Since he published the ten rules, numerous sports bodies have incorporated variations of same, thought you would appreciate if had seen any of the variations the original ten rules I found posted by the author of Lloyds biography.
Ten Rules For Parents of Athletes – Lloyd Percival – 1974
- Make sure your child knows that win or lose, scared or heroic, you love them, appreciate their efforts and are not disappointed in them.
- Try to be completely honest with yourself about your child’s athletic capability, competitive attitude, sportsmanship and actual level of skill.
- Be helpful, but don’t “coach” them on the way to the track, diamond or court … on the way back … at breakfast … and so on.
- Teach your child to enjoy the thrill of competition, to be “out there trying” to be working to improve their skills and attitudes … to take physical bumps and come back for more.

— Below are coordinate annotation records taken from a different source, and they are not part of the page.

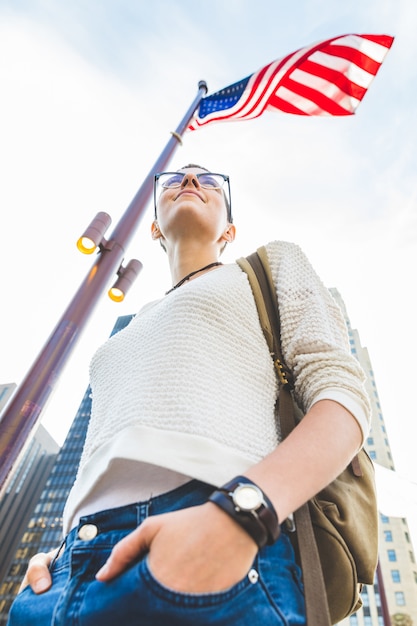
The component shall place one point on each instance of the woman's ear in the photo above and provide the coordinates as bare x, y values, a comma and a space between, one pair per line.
155, 232
230, 233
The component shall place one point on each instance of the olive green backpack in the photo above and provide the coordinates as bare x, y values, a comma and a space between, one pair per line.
338, 528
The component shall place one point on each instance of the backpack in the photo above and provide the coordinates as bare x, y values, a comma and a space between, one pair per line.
336, 532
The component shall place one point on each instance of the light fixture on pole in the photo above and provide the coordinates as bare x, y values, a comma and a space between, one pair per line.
93, 236
126, 276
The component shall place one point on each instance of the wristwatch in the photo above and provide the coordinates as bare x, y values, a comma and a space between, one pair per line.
247, 504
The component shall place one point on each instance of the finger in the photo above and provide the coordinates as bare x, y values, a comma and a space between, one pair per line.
37, 575
128, 550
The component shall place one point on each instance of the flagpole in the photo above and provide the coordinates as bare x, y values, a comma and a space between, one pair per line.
23, 413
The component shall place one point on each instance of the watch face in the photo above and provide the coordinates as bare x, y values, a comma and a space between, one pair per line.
247, 497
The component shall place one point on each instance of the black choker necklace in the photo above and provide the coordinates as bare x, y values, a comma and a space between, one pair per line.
184, 280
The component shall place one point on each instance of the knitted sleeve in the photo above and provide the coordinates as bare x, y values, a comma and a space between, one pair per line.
314, 336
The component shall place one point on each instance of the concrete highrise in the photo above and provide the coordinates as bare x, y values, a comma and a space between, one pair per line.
396, 554
20, 496
43, 531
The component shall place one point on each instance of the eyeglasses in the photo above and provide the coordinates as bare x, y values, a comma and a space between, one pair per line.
207, 180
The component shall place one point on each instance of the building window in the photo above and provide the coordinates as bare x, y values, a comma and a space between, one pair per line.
395, 575
399, 598
392, 556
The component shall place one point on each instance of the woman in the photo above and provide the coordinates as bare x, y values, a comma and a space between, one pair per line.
183, 403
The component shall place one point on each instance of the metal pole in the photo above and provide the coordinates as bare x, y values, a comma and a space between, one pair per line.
23, 413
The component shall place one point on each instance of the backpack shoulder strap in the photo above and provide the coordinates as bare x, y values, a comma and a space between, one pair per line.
259, 274
257, 268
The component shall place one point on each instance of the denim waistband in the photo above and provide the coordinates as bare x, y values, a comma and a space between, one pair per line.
130, 516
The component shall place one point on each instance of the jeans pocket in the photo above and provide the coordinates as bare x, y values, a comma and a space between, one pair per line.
190, 599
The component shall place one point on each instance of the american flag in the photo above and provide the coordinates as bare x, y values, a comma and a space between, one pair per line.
328, 78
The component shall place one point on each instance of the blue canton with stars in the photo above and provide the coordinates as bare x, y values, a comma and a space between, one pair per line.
224, 99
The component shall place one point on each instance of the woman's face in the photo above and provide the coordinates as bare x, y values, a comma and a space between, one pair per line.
192, 209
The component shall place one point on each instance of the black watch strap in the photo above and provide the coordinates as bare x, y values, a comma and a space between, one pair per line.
266, 513
261, 524
246, 520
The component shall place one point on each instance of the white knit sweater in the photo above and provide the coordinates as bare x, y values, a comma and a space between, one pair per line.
189, 384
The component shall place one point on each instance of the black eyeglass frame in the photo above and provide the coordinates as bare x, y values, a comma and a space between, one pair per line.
227, 196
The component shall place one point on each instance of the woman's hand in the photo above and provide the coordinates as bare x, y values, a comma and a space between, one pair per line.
195, 550
37, 574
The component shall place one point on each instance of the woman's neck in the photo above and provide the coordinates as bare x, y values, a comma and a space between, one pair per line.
184, 262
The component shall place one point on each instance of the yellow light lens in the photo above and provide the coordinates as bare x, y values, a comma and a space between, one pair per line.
116, 294
86, 245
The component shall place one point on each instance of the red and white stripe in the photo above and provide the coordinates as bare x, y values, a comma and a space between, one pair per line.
328, 78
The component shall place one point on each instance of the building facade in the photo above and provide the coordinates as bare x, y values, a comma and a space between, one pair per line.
16, 507
43, 528
398, 565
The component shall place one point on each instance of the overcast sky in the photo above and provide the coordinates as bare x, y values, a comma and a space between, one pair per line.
89, 94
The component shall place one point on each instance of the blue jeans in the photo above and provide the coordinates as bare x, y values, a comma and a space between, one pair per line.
270, 594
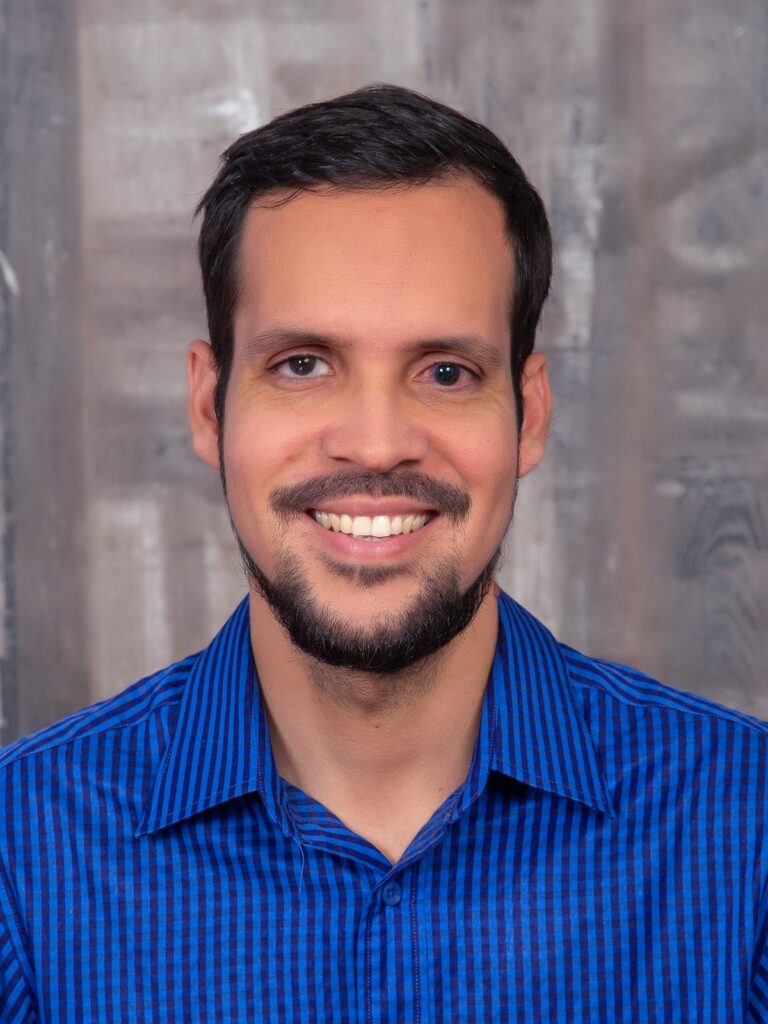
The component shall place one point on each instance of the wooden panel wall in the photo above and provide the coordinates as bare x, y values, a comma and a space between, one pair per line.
644, 536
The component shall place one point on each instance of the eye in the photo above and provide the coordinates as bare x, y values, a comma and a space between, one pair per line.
450, 374
302, 366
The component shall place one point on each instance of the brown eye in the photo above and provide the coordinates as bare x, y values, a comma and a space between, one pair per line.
302, 366
446, 374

- Try not to re-live your athletic life through your child in a way that it creates pressure; you fumbled too, you lost as well as you won. You were frightened, you backed off at times, and you were not always heroic. Don’t pressure your child because of your pride.
- Don’t compete with the coach.
- Don’t compare the skill, courage or attitudes of your child with other members of the squad or team, at least in range of him/her hearing
- You should also get to know the coach so that you can be assured that their philosophy, attitudes , and ethics and knowledge are such that you are comfortable with them taking a prominent role in the development of your child.
- Always remember that children tend to exaggerate, both when praised and when criticized.
- Make a point of understanding courage and the fact that it is relative.